Mr Rabie has raised concerns about bushland management with councillors and the Great Forest National Park task force.
He argues that doing nothing—or simply “returning land to nature”—is not a solution, as the Australian bush has changed drastically since European settlement.
Where his great-grandparents once could drive a cart through open country, the landscape is now choked with invasive species and dense undergrowth.
With fewer Indigenous people practising traditional land care like cool burns, Mr Rabie says the bush no longer resembles what is truly natural—adding that invasive species must be managed more effectively and humanely.
“When I spoke to the Great Forest National Park task force, they asked how I would manage the bush," he said.
“I told them I would give the bush back to the hunters, to the loggers, and to the Taungurung people.
“That's how you manage it.
“The money that is being spent on aerial culling would be better spent giving licenses and bullets to hunters, paying them a bounty to remove the carcasses of invasive species from the bush.
“I believe in logging, when logging is done sustainably and the trees.
“The windows and the doors of my house are from timber logged in the area and that’s a beautiful thing.
“Councils like ours haven't got the money to look after every inch of remote road and the same goes for the bush that no one's looking after.

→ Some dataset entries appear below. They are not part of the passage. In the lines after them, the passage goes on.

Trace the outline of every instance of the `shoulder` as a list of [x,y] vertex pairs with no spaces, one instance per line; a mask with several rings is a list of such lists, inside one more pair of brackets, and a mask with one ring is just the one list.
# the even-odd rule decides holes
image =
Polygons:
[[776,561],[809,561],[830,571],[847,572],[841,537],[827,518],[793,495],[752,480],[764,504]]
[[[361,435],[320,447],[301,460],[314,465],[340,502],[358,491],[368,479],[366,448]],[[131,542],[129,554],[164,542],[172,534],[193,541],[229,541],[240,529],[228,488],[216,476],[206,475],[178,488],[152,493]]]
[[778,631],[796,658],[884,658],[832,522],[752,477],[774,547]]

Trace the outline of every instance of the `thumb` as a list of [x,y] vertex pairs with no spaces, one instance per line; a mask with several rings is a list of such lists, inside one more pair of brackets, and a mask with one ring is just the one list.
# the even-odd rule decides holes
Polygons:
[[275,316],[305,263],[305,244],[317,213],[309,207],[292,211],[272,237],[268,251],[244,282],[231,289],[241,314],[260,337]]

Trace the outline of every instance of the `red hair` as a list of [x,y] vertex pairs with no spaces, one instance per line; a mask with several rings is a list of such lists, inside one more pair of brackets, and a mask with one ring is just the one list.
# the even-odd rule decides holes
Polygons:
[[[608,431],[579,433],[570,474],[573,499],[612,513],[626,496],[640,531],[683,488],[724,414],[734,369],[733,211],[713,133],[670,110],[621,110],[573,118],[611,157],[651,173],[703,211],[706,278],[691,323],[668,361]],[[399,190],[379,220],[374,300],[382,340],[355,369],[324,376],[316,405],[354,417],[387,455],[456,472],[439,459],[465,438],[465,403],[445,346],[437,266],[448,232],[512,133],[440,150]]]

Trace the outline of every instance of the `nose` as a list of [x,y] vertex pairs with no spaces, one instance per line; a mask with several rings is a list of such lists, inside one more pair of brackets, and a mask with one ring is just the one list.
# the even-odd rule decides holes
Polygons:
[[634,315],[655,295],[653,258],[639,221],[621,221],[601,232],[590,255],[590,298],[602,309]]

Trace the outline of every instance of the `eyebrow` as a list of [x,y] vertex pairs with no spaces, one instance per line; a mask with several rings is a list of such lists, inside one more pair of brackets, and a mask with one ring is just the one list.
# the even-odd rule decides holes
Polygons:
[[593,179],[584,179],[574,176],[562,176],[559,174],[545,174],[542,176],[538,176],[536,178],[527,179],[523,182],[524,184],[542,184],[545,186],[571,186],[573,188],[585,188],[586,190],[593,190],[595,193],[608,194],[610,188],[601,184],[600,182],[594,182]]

“What used to happen, the logging companies would fix the road up as part of their contract.
“They'd have dozers, excavators and graders and they made things accessible, they looked after all of the bush tracks and everything; they made it safer.
“Matt Burns (CEO of the Taungurung Land & Waters Council) is big on invasive species; he said they need to come out.
"He believes, with responsible management and planned cool burns, we put the bush back to what it was before European settlement."
Along with listening to the traditional custodians of the land, Mr Rabie would like the current custodians of the land listened to.
“We have to listen to the farmers who are dealing with these animals, these guys have been in the bush all their lives," he said.
“We need to see more logic in the way Spring Street are managing the bush and the way they're managing our feral animals.
“We have to talk about it because we have a wild dog problem and the problem is out of control.”